Doslak: Exactly. I will give you an example. I have laser direct imaging 100%, which allows us to do away with film. These advanced units literally taking an 18 x 24 manufacturing panel, which when using film had a tolerance of 0.005 mils, now allow us to image holding a tolerance as tight as 0.0005 mils. You can imagine registration and imaging capabilities and the success on that. Just in the last three years, I have a new LDI that went from 2 mils to now 18 micron. In two months, I'm going to have another one that gets us to 12 microns. Technology is out there and it is available for what we do, but you just have to stay on the cutting edge and reinvest for the future. In the last four years, you've seen dramatic improvements, and you either have to invest or sacrifice market share.

From a quality standpoint, for us to be able to build products that advanced, that's a great thing. If I can't verify the quality, then I'm kind of dead in the water. We had to reinvest in two brand-new AOI units called Fusion 22s. Yes, they're three times faster than what the old units could do, but the key advantage is they measure down to 25 microns. Most of my older units could not approach that standard.

You also can't go out and just buy one or two pieces of equipment and be a great PCB facility. You have to buy six to eight major pieces of different types of equipment to be able to accomplish what we call advanced hole-to-copper technology, which we are now down to 3.1 (hole to next copper feature). You can't just get by with one imaging unit. You've got to go through and have your etching process improved, your capabilities of prepping the holes improved, and X-ray for registration. In a way, you have to almost build your own scaling software to be able to predict material movement and to be able to reassure that you're going to get good products out the door.

Warner: Along those lines, if you were looking down the road three years from today with the equipment you're investing in and things you're looking at with your customers, what sort of challenges and future enablers are you looking at next?

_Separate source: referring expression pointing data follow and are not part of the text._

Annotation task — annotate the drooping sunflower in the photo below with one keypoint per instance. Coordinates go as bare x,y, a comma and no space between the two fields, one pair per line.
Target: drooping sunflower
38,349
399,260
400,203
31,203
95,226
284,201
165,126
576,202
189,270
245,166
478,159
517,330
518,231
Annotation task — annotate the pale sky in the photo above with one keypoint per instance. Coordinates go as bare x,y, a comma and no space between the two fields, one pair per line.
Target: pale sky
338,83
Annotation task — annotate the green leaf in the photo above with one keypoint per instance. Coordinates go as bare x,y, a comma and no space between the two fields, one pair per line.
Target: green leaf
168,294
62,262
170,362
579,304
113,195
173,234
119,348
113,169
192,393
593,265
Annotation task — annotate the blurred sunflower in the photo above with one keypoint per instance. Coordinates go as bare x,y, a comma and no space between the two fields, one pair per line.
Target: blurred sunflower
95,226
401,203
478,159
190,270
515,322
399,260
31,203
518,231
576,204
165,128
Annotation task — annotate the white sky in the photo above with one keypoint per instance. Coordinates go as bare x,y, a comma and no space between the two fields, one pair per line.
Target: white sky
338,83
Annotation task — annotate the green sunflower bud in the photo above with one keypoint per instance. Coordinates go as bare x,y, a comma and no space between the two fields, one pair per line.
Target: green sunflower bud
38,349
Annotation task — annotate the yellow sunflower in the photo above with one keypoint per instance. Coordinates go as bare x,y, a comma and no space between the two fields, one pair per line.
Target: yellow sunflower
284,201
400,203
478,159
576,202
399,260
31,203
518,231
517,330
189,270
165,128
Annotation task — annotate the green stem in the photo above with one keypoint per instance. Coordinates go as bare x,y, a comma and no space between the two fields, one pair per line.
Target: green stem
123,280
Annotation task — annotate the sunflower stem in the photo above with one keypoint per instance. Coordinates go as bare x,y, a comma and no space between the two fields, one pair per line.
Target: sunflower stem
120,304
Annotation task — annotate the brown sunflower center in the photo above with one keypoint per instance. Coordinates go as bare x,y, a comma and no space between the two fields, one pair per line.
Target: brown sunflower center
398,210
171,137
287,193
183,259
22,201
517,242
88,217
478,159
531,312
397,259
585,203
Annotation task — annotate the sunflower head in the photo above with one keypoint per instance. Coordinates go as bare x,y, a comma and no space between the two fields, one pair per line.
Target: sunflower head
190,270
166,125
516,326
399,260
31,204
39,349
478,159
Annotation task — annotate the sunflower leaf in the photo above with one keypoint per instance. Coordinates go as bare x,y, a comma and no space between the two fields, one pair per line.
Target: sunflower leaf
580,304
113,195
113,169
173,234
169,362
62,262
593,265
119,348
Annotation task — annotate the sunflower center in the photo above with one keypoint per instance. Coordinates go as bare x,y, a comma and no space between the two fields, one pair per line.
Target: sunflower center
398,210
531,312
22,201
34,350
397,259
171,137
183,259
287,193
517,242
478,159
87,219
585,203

Doslak: One thing that comes to mind is the faster speeds. Flex circuits and a lot of these things we talked about for density, but really, it’s the speeds of current, having the flex and the rigid-flex, and being able to remove connectors and certain things that do slow down the current. I had to reinvest in a new time domain reflectometer unit (TDR). That testing unit allows me to measure impedances over 6 gigs. Most shops out there in the country have TDRs or ways to inspect the impedance, but most of them are sub-6 gigs, and to get into the higher speed products and verify the quality, you have to be able to invest now to do that. I'm seeing products at 40, 60, and even 80 gigs. There are a lot of things that are going into these high speeds, mostly materials, trying to remove a lot of the loss, which happens with connectors and things like that. I'm seeing a big jump in that as well.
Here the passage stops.